The observation that humoral LC1 autoreactivity correlates strictly with hepatocyte injury suggests that LC1 antigen may be an important liver specific target of the autoimmune attack. By using the sensitive and specific technique of immunoblotting visualised by chemiluminescence and quantified by densitometric analysis, we showed that LC1 concentration, in contrast with LKM1, correlates strongly with ALT levels before and during immunosuppressive treatment in patients with type 2 AIH. In addition, ALT flares following immunosuppression tapering or withdrawal were characterised by an increase in LC1 concentration, but not in LKM1. The close correlation between LC1 concentration and ALT level during the different phases of the liver disease points to a direct involvement of LC1 autoreactivity in the process of liver targeted autoimmune attack.
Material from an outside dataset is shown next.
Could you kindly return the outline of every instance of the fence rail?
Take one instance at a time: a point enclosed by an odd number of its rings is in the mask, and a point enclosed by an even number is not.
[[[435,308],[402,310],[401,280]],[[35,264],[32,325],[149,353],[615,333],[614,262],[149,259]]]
Although LC1 antigen appears to reside intracellularly—that is, within an immunologically safeguarded site—the possibility cannot be ruled out that, in keeping with other autoantibodies that target cytoplasmic antigens such as anti-CYP2D6,11 anti-mitochondrial antibodies,22 and anti-ribosomal P-protein antibodies,23 the same or an immunologically related target mimicking the intracellular counterpart may be exposed and accessible on the hepatocyte plasma membrane. The search for a liver specific target accounting for the autoimmune attack in the course of AIH has long been the focus of multiple efforts from various laboratories. Over the years, several immunoreactivities directed against liver antigens have been described, such as liver membrane antigen,24 human hepatocyte plasma membrane antigen,25 sulphatide,26 liver specific membrane lipoprotein,27 and its main constituent asialoglycoprotein receptor (ASGP-R).28 Today, antigenic preparations such as liver membrane antigen and liver specific membrane lipoprotein are largely of historic interest, antibodies directed against human hepatocyte plasma membrane antigen were studied only in a limited number of cases, and anti-sulphatide antibodies undoubtedly have a low disease specificity. To date, the only liver specific humoral and cellular reactivity that has been investigated in a large number of patients with AIH is that against ASGP-R, although such a reactivity is not restricted to such patients, and a strong correlation has been found between ASGP-R titre and histologically assessed severity of liver disease, but not with biochemical parameters of liver injury.29

In addition to its diagnostic significance, the hypothesis can be made that LC1 autoreactivity may represent an additional immunological pathway leading to hepatocyte damage in the course of type 2 AIH. To corroborate this hypothesis further, molecular cloning and identification of the LC1 antigen should be pursued in order to elucidate more precisely the nature of this liver specific protein, and efforts should be aimed at demonstrating the presence of LC1 antigen or LC1-like molecules exposed on the outer surface of the hepatocyte plasma membrane.